‘Trust’ by Hernan Diaz: An unconventional and thought-provoking work

‘Trust’ is not a simple story for the passive pleasure of reading. It is a complex and unconventional novel that provokes the readers to think, detect, imagine and question. Within the book, there are four different books written by different fictional authors in disparate genres and styles. There are multiple characters at different time periods.

The author describes ‘Trust’ as a polyphonic novel. The first section is a novel written by a fictional writer Harold Vanner about New York financier Benjamin Rask and his wife Helen who patronizes arts and culture. Although Harold Vanner is one of the central characters in the book he never appears in it. Vanner opens the book and triggers everything that happens in it: several people in “the real world” react to Vanner’s book, setting the whole plot in motion.

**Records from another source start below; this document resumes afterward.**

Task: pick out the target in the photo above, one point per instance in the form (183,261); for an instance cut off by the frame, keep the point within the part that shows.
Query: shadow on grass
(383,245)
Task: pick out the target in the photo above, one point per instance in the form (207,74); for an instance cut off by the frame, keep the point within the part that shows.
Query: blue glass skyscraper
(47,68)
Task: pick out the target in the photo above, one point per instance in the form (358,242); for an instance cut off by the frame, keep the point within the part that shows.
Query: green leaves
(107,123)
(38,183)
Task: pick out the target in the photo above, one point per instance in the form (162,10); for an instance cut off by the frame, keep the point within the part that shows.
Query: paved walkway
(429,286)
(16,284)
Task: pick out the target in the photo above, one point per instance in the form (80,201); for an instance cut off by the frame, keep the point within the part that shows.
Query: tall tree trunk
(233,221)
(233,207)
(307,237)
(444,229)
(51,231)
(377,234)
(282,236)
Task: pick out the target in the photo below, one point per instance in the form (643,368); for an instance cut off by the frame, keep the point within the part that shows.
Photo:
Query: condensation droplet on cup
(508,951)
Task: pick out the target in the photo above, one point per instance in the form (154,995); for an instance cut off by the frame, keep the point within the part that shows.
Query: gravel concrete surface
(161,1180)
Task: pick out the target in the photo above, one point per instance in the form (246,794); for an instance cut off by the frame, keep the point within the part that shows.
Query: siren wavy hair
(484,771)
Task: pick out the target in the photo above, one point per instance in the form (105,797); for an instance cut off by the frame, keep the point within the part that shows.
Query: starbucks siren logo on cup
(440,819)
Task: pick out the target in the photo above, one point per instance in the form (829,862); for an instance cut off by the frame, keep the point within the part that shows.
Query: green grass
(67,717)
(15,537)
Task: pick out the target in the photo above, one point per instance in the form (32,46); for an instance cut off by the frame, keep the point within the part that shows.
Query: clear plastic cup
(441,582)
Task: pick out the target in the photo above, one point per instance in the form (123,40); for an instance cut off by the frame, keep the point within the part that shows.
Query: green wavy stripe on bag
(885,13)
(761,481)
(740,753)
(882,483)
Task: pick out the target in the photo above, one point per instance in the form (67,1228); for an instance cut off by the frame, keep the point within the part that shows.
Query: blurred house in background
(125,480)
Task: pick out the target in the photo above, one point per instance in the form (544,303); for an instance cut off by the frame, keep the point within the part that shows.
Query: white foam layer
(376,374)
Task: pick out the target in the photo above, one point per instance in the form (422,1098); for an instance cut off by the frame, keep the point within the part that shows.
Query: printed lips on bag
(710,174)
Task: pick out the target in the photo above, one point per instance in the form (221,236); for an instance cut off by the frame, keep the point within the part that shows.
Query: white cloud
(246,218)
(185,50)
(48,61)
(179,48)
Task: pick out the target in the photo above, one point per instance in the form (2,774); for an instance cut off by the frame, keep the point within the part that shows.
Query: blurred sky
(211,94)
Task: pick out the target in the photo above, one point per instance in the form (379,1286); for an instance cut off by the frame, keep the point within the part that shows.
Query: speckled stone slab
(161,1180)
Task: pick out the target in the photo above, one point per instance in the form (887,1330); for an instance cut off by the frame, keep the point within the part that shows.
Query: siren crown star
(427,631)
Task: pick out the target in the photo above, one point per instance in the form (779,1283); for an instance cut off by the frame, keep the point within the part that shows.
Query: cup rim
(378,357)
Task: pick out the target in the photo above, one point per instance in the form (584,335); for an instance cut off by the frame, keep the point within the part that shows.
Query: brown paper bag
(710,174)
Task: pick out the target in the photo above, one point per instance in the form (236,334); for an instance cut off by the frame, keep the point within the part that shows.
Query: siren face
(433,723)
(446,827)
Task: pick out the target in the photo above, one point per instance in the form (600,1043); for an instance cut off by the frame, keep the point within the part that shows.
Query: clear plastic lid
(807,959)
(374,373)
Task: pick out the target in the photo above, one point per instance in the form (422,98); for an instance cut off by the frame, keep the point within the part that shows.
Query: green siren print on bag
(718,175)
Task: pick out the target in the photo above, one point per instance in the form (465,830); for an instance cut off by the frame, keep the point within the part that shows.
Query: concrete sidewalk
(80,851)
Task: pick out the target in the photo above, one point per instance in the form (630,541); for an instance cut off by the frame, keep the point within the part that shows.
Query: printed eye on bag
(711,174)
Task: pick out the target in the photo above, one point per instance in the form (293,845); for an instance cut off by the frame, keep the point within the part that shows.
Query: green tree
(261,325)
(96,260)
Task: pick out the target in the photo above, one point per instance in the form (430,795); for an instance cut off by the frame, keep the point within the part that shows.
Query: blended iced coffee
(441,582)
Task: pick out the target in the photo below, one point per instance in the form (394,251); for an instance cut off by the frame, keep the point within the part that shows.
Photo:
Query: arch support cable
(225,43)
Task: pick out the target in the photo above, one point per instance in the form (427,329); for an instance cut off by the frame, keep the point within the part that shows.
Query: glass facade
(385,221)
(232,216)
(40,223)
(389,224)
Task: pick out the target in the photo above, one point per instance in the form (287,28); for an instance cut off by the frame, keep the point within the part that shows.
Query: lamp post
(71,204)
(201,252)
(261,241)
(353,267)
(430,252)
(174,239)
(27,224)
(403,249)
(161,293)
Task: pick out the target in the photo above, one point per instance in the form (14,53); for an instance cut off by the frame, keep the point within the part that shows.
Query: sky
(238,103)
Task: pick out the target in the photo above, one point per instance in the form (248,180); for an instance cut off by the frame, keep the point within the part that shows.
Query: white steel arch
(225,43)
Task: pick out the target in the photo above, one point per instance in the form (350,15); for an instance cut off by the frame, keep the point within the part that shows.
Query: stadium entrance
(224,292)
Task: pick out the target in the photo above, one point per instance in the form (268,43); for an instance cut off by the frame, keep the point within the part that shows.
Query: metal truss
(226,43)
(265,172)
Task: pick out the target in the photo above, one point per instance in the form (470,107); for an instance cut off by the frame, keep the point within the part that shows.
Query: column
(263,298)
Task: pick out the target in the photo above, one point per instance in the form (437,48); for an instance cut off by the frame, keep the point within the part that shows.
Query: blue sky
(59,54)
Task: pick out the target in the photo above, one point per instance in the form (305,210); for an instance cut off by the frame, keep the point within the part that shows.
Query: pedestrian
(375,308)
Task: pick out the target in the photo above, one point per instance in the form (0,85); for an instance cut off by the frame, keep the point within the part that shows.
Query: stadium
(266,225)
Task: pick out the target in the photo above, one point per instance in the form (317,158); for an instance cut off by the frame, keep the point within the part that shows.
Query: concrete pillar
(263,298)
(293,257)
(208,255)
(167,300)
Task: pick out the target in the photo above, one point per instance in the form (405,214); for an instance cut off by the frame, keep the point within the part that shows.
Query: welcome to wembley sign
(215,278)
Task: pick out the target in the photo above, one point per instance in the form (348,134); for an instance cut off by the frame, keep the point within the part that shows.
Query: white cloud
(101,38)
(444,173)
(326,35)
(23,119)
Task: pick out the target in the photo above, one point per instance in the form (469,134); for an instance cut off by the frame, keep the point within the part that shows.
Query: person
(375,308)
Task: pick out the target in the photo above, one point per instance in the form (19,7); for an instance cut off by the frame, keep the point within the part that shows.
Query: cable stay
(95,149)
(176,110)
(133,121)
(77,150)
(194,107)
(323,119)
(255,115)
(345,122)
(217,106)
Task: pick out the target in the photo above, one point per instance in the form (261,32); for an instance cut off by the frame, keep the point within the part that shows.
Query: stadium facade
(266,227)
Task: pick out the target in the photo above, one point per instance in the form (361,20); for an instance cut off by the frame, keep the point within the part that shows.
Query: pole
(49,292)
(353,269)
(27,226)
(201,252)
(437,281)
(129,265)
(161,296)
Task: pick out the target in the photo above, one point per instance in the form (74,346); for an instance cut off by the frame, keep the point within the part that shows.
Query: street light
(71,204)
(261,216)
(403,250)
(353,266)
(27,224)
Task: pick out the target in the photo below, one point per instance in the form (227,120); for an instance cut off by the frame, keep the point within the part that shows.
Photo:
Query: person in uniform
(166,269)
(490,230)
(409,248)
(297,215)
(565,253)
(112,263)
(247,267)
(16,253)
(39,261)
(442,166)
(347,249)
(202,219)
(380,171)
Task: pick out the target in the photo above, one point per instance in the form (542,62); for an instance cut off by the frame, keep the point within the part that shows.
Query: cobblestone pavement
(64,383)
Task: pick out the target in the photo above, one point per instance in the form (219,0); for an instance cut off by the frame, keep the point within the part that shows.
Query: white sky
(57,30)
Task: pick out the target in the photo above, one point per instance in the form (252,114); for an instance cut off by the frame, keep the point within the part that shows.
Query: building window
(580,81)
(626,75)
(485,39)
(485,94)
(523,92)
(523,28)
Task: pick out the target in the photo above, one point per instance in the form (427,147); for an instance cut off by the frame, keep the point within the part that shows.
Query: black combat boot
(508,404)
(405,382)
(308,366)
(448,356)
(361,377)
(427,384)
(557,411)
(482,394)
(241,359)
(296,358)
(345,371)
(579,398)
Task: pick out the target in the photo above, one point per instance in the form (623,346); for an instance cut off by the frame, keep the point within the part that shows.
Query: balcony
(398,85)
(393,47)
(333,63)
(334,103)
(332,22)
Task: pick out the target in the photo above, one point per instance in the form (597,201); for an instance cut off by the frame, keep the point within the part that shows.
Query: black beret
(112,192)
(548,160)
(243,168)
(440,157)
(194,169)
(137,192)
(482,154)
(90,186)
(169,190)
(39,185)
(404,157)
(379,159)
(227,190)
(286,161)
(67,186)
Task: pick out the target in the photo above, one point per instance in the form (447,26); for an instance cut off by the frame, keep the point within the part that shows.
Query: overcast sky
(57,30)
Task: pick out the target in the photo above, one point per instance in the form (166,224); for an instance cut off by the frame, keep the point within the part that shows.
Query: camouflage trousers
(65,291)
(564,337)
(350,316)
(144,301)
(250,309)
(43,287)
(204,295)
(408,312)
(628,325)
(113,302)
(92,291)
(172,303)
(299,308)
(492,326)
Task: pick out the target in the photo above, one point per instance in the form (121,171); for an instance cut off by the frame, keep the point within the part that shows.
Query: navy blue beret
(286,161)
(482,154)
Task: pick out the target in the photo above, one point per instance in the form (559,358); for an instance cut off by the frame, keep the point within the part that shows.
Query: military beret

The second part is a memoir of Andrew Bevel, a Wall Street tycoon who wants people to believe that his pursuit of profit was always aligned to the social good. His wife Mildred is a connoisseur of music and a lover of literature. They live together physically but live apart mentally.

They find that the living together improves by the vast distance between their minds of which one is obsessed with money and the other arts. At times, Mildred dabbles in stocks and gives valuable advice to her husband which he uses to make more money. 

The third part is about Ida Partenza a writer who becomes secretary to the tycoon and ghost-writes his autobiography. Her father is an anarchist and an immigrant from Italy. She is caught between the anti-capitalist rants of her father and working with the wealthy financier who wants her to help with his autobiography spinning a positive image of his business and the cultural activities of his wife who becomes mentally ill.

Diaz says in an interview, “ I enjoyed particularly writing the character of Ida. She is like my hero—she’s fearless, effective, crafty, and very bold. I made her all the things that I wish I were. She’s also a very different writer from me, so I had to learn to write like her”.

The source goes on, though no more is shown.